落日
山並みに落ちかかって学園の校舎を赤々照らす夕陽が、屋上に立つエナと理事長の体を血の色に染めあげていた。
ぴたり。エナは、黙って父親の額を指差した。
「ぐぅおおおお!」
理事長が頭を抱えてもんどりうった。
この六日間の彼女が味わった恐怖と苦悶が、そのまま頭に流れ込んできたのだ。
リュウジとコータも、その余波に巻き込まれた。
「うわー!」
コータは、痛みに耐え切れず、屋上を転げ回った。
「父さん!母さんが助けを求めていた時に、一体何処で何をしていたの?」
エナの声は苦痛に歪んで崩れ落ちつつも、なお回転を止めぬ歯車の軋み。
「私が新宿で苦しんでいる時に、こんな所でお友達と遊んでいたのね!」
彼女はゆっくり理事長に詰め寄った。
「やめろ、エナ…………来るな!……くまがや!……深谷!……東松山!」
後ずさりながら、思いつく限りの煉獄の名を唱える理事長。
だが、理事長がエナを『飛ばす』ことはかなわなかった。
彼の心がそれを拒否していたのだ。
「雲よぉ!」
エナが叫んだ。みるみるうちに、暗雲が空を覆った。
どおん!どおん!
理事長とリュウジとコータの周りを、何度も何度も雷撃が見舞った。
屋上は焦げ付いて穴だらけになった。
「来い!風に乗って歩む者!奴らをさらって地獄をその目にあらしめろ!」
エナは破滅の詩を詠った。
エナの瞳は、いかなる光も届かない真っ暗な洞穴だった。
校庭を暴風が襲い、生徒と家族は成す術なく、恐怖に身をすくめていた。
「やめてくれ~! エナ! 生徒を、ご家族を傷つけるのは!」
理事長が、泣きながら膝を着いて、娘に懇願した。
「………………!」
エナは詩を止め、校庭に目をやった。
眼下には、行くあても無く学園に身を寄せた、嵐の恐怖にうずくまる子供達と、その家族がいた。
嵐が止んだ。
「……わかった、でもあなたは許せない」
エナが再び理事長に顔を向けた。
「父さん! 母さんと私の味わった苦しみの、ほんの少しでも……せめて!」
エナは理事長を睨んだ。

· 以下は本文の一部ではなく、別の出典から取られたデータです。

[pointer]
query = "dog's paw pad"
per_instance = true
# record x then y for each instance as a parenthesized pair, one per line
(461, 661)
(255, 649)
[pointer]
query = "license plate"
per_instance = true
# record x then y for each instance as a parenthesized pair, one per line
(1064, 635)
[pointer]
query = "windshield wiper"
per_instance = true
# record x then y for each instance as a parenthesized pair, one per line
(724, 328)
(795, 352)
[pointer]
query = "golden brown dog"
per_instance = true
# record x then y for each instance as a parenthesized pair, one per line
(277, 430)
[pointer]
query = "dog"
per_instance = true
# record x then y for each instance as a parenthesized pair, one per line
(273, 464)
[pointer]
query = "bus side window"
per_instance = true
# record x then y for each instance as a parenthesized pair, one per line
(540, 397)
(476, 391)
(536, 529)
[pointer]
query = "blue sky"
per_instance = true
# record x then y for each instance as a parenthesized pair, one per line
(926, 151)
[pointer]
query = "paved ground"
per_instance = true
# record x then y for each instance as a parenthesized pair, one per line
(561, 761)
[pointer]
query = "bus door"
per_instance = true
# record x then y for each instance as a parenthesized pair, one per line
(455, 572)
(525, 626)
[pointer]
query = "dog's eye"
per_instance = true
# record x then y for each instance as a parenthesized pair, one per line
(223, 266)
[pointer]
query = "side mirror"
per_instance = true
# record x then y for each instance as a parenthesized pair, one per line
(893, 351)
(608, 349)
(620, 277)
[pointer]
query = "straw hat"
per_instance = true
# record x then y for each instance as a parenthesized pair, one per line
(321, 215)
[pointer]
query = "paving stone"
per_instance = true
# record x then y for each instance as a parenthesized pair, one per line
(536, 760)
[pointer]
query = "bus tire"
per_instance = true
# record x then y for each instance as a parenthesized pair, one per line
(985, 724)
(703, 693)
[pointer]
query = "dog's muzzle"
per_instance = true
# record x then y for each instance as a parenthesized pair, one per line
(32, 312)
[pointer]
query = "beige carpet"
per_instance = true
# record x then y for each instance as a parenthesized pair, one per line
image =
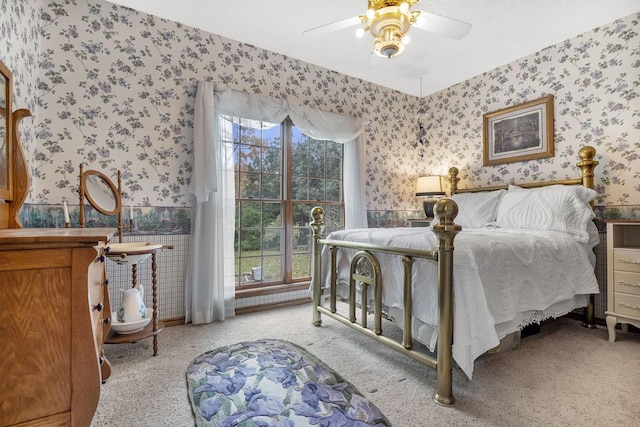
(564, 376)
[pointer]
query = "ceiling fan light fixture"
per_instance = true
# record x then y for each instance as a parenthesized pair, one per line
(389, 21)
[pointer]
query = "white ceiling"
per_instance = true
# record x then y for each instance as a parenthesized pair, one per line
(502, 31)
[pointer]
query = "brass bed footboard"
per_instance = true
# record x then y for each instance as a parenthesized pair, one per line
(446, 230)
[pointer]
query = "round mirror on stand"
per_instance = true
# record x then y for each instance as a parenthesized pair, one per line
(101, 194)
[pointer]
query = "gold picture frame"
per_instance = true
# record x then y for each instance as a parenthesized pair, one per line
(519, 133)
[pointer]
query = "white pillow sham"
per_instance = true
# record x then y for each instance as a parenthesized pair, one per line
(563, 208)
(476, 210)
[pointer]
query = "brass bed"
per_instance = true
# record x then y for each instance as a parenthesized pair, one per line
(446, 230)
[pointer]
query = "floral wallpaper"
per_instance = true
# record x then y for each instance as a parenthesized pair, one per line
(113, 89)
(118, 87)
(19, 50)
(595, 80)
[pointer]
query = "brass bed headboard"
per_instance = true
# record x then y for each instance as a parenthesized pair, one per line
(587, 165)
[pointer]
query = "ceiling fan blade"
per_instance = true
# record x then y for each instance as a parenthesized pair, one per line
(439, 24)
(334, 26)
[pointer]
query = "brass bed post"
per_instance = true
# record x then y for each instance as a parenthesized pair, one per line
(446, 210)
(317, 225)
(587, 166)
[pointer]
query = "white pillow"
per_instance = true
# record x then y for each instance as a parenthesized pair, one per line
(562, 208)
(476, 210)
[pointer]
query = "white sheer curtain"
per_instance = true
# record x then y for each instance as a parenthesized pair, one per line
(210, 275)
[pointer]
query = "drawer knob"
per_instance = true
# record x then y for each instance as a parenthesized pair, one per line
(629, 261)
(632, 284)
(629, 306)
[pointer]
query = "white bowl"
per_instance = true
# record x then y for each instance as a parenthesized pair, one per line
(128, 327)
(131, 252)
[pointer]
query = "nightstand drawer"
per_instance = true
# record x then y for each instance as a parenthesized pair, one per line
(626, 260)
(627, 305)
(627, 282)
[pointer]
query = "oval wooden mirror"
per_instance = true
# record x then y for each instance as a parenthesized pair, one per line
(101, 193)
(6, 174)
(14, 171)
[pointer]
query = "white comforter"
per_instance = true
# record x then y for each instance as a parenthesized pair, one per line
(503, 280)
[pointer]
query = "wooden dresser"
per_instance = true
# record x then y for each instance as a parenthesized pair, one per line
(52, 301)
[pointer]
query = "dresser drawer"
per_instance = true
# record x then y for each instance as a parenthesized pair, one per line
(627, 305)
(626, 260)
(627, 282)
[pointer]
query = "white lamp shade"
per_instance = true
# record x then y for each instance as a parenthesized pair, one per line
(432, 185)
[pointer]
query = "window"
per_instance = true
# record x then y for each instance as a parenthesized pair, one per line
(280, 175)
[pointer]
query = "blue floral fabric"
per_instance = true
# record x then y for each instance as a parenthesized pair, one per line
(273, 383)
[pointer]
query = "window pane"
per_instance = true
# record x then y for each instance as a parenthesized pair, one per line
(334, 168)
(334, 149)
(272, 161)
(299, 189)
(316, 189)
(272, 268)
(251, 214)
(301, 265)
(299, 141)
(302, 239)
(299, 163)
(316, 166)
(302, 214)
(272, 241)
(250, 241)
(272, 137)
(271, 187)
(247, 269)
(249, 185)
(272, 215)
(334, 191)
(250, 159)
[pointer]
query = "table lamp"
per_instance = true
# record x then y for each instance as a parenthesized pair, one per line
(431, 188)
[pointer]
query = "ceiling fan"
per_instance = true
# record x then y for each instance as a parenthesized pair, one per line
(389, 21)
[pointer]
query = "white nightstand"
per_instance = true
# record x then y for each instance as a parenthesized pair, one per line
(421, 222)
(623, 275)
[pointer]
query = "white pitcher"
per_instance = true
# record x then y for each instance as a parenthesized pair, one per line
(132, 308)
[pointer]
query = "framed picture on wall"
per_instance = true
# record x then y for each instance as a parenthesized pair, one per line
(519, 133)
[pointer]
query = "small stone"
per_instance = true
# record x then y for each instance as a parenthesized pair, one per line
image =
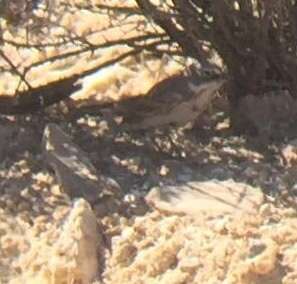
(164, 170)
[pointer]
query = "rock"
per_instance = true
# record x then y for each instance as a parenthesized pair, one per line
(75, 172)
(213, 198)
(70, 252)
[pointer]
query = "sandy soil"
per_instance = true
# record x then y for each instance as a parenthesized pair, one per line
(47, 238)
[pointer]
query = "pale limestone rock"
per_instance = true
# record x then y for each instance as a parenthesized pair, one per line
(65, 254)
(211, 197)
(75, 172)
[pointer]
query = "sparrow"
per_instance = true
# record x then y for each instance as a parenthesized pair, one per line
(176, 100)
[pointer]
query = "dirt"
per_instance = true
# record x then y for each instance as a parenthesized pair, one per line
(47, 237)
(147, 244)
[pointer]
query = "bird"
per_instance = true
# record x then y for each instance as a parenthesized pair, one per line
(176, 100)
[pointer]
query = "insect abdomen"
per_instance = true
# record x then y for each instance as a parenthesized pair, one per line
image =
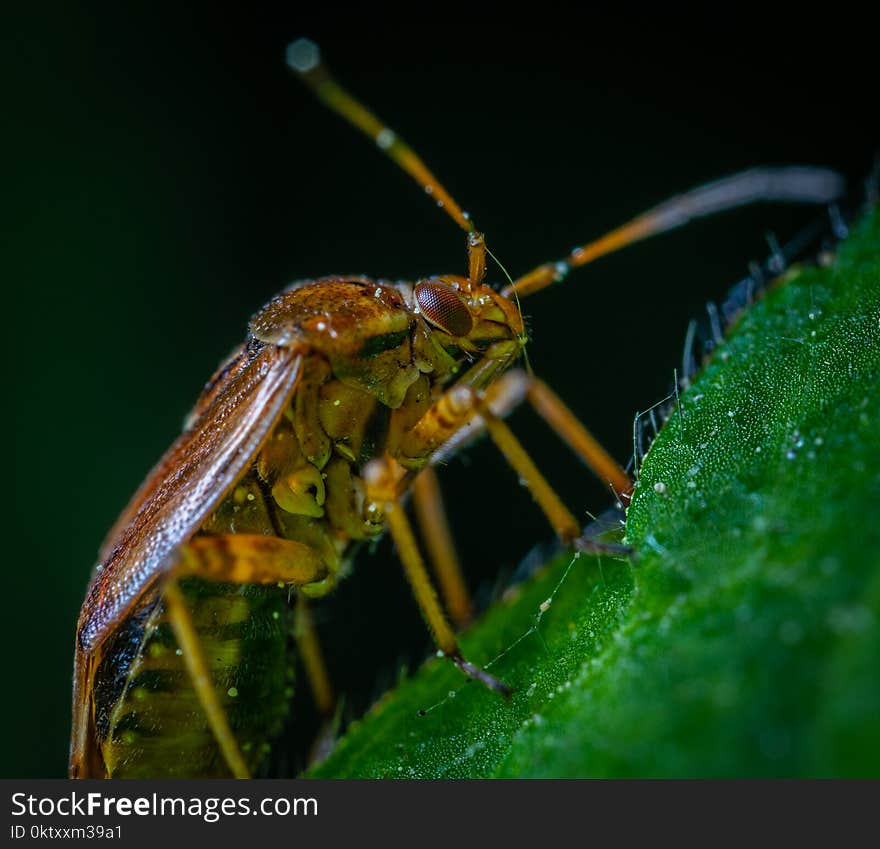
(148, 717)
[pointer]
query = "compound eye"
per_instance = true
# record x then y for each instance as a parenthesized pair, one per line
(441, 305)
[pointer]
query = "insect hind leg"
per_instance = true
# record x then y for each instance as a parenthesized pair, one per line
(239, 559)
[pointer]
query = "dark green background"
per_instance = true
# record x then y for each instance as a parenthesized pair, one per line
(168, 176)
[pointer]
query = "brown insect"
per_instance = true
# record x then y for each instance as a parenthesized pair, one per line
(345, 394)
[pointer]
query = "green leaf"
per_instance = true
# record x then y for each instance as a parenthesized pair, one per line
(744, 637)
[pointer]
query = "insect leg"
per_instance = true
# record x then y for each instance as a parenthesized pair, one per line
(462, 406)
(313, 658)
(794, 184)
(240, 559)
(431, 516)
(382, 477)
(551, 408)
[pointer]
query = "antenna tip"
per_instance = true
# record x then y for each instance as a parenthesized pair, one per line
(303, 55)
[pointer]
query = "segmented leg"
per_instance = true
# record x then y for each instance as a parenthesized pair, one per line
(313, 659)
(239, 559)
(434, 526)
(383, 478)
(463, 407)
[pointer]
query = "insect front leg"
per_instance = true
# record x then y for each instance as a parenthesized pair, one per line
(237, 559)
(383, 477)
(431, 517)
(463, 409)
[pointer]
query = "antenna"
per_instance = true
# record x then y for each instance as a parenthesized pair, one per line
(304, 57)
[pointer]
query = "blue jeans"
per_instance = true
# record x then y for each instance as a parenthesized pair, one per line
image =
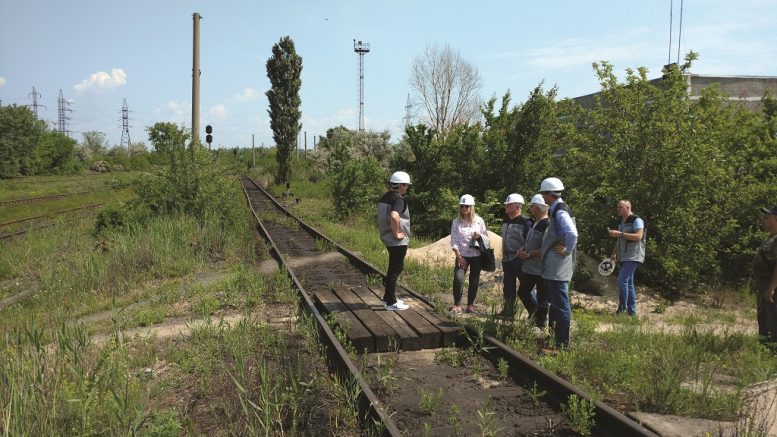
(767, 316)
(512, 273)
(396, 265)
(560, 309)
(474, 280)
(627, 294)
(536, 304)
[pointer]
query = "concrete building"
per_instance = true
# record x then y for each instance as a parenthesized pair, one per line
(747, 91)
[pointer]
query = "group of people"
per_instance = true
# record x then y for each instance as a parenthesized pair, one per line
(539, 254)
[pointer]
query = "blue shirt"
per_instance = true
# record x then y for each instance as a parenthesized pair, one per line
(565, 226)
(637, 225)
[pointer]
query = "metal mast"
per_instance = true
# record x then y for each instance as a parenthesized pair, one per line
(408, 115)
(361, 48)
(125, 125)
(196, 79)
(35, 104)
(62, 118)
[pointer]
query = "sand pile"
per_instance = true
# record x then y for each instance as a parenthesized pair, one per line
(440, 254)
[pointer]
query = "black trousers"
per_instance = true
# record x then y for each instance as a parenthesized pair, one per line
(396, 265)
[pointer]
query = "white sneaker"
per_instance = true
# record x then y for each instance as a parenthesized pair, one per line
(399, 306)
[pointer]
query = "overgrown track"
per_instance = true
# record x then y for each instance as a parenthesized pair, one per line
(41, 198)
(292, 240)
(18, 232)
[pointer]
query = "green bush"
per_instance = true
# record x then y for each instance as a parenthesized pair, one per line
(357, 186)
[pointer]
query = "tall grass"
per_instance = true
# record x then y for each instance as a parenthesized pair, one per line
(697, 372)
(55, 382)
(37, 186)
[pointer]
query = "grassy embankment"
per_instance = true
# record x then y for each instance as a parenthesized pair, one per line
(165, 328)
(691, 370)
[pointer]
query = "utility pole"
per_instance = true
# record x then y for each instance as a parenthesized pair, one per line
(196, 80)
(35, 104)
(125, 126)
(62, 108)
(362, 48)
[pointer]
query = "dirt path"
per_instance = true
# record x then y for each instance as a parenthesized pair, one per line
(184, 327)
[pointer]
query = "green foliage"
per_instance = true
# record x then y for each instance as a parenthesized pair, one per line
(20, 137)
(167, 138)
(55, 154)
(284, 69)
(581, 414)
(694, 170)
(357, 186)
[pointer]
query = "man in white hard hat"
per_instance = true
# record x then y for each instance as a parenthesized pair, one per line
(559, 252)
(765, 280)
(514, 229)
(531, 254)
(394, 228)
(629, 253)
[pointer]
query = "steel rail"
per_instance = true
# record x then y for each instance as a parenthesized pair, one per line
(370, 407)
(609, 422)
(42, 198)
(51, 214)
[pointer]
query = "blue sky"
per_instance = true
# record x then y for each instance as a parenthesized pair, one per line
(101, 52)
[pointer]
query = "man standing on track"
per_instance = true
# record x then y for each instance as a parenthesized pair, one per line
(629, 253)
(394, 229)
(514, 229)
(559, 251)
(531, 254)
(765, 276)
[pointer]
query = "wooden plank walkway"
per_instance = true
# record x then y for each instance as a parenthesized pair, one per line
(359, 311)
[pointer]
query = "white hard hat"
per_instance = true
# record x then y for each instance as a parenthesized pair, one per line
(551, 184)
(606, 267)
(467, 200)
(514, 198)
(538, 200)
(400, 177)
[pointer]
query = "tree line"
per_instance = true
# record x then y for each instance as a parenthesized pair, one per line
(696, 170)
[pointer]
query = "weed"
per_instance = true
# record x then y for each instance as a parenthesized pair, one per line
(452, 356)
(453, 418)
(487, 421)
(757, 413)
(324, 246)
(429, 402)
(581, 414)
(535, 394)
(477, 368)
(503, 368)
(374, 280)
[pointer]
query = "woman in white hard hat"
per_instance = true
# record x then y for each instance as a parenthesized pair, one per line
(468, 231)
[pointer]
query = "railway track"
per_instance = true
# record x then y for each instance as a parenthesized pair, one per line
(17, 232)
(42, 198)
(407, 380)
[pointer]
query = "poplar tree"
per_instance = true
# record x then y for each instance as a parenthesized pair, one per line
(284, 69)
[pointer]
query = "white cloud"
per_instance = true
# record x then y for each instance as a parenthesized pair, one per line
(249, 94)
(218, 111)
(177, 112)
(102, 81)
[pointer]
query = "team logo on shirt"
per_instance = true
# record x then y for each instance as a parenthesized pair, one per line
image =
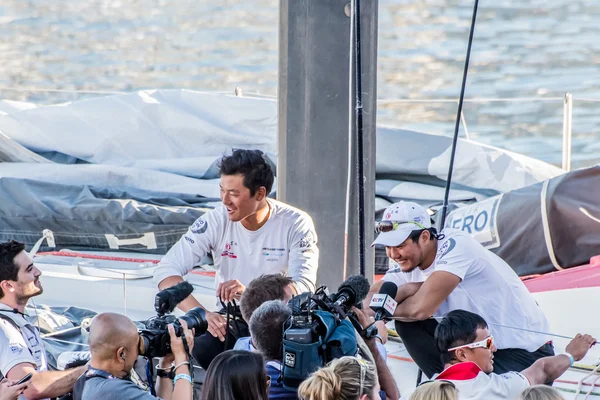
(16, 348)
(228, 252)
(199, 226)
(307, 240)
(446, 248)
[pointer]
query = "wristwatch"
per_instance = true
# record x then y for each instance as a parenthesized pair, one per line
(165, 373)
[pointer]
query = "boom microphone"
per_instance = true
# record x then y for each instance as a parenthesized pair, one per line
(384, 303)
(166, 300)
(352, 291)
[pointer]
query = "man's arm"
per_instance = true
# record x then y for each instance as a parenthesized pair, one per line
(46, 383)
(386, 380)
(428, 297)
(548, 369)
(186, 254)
(303, 260)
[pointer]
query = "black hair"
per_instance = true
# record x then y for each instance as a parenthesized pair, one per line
(457, 328)
(253, 165)
(415, 235)
(8, 268)
(236, 375)
(262, 289)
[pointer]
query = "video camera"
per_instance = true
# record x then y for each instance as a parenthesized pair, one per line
(318, 330)
(155, 340)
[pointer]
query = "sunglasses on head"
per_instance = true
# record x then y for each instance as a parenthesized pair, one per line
(444, 382)
(388, 226)
(486, 343)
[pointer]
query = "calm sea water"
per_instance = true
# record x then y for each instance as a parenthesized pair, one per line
(521, 49)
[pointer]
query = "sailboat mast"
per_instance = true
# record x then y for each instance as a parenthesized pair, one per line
(458, 114)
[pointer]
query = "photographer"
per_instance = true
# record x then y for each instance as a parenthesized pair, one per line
(259, 291)
(247, 236)
(266, 334)
(114, 346)
(386, 380)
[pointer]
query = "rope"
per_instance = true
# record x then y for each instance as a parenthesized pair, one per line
(359, 139)
(458, 114)
(97, 257)
(593, 386)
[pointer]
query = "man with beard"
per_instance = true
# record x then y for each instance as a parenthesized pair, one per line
(21, 348)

そして指パッチンのフォームを理事長に向けた。
パ チ ン ッ
あらゆる生物を両断する、必殺のかまいたちが空を走って理事長を襲った。
理事長は、覚悟を決めて目を瞑った。彼に迫る、かまいたちの一閃。
バシュ!
血しぶきが屋上に舞った。
だが見ろ。いかなることか。恐る恐る目を開いた理事長の体は、全くの無傷だ。
「……時城!おまえ!」
目を見張る理事長。彼の前に立ってその体を庇ったのは、おお、コータだった。
両腕にかろうじてくっついていた『メタルマンスーツ』の手甲で、烈風の刃を弾いたのだ。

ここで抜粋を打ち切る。